[BUG] Null pointer dereference in fileutil.c:75, catdoc

[kdsjZh]

Brief Summary

Hello, I was testing my fuzzer and found a null pointer dereference bug in catdoc. A null pointer dereference in function find_file will be triggered when parsing a crafted doc file, when running ./catdoc $POC, as shown in the attachment

Environment

Ubuntu 18.04
clang 12.0.1
catdoc latest version

step to reproduce

export CC="clang -fsanitize=address -g"
./configure --disable-shared && make -j8
./src/catdoc $POC

ASAN output

=================================================================
==352068==ERROR: AddressSanitizer: SEGV on unknown address 0x000000000000 (pc 0x7f87b0d7ce78 bp 0x7fff790da7f0 sp 0x7fff790d9f88 T0)
==352068==The signal is caused by a READ memory access.
==352068==Hint: address points to the zero page.
    #0 0x7f87b0d7ce78  /build/glibc-CVJwZb/glibc-2.27/string/../sysdeps/x86_64/multiarch/strchr-avx2.S:57
    #1 0x43979c in __interceptor_strchr.part.39 /llvm-project/compiler-rt/lib/asan/../sanitizer_common/sanitizer_common_interceptors.inc:688
    #2 0x4fbb80 in find_file /latest/catdoc/src/fileutil.c:75:5
    #3 0x4f3c50 in main /latest/catdoc/src/catdoc.c:50:11
    #4 0x7f87b0c10c86 in __libc_start_main /build/glibc-CVJwZb/glibc-2.27/csu/../csu/libc-start.c:310
    #5 0x41baa9 in _start (/latest/catdoc/src/catdoc+0x41baa9)

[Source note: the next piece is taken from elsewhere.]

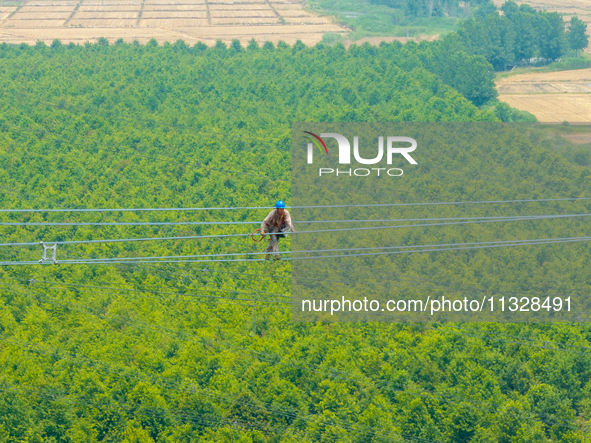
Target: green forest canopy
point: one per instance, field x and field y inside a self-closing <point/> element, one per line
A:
<point x="173" y="353"/>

AddressSanitizer can not provide additional info.
SUMMARY: AddressSanitizer: SEGV /build/glibc-CVJwZb/glibc-2.27/string/../sysdeps/x86_64/multiarch/strchr-avx2.S:57
==352068==ABORTING

Root cause

in file https://github.com/petewarden/catdoc/blob/master/src/fileutil.c#L75

q=strchr(p,LIST_SEP);

The p is not verified and can be modified to NULL with a crafted doc file.

POC

poc0.zip

Credit

Han Zheng(NCNIPC of China, Hexhive)
Yin Li, Xiaotong Jiao(NCNIPC of China)

[skierpage]

This fork is really old (version 0.93 from around 2010) and out of date. @vbwagner changed the find_file() function in commit 1202f84b in November 2014, and that fixes this bug.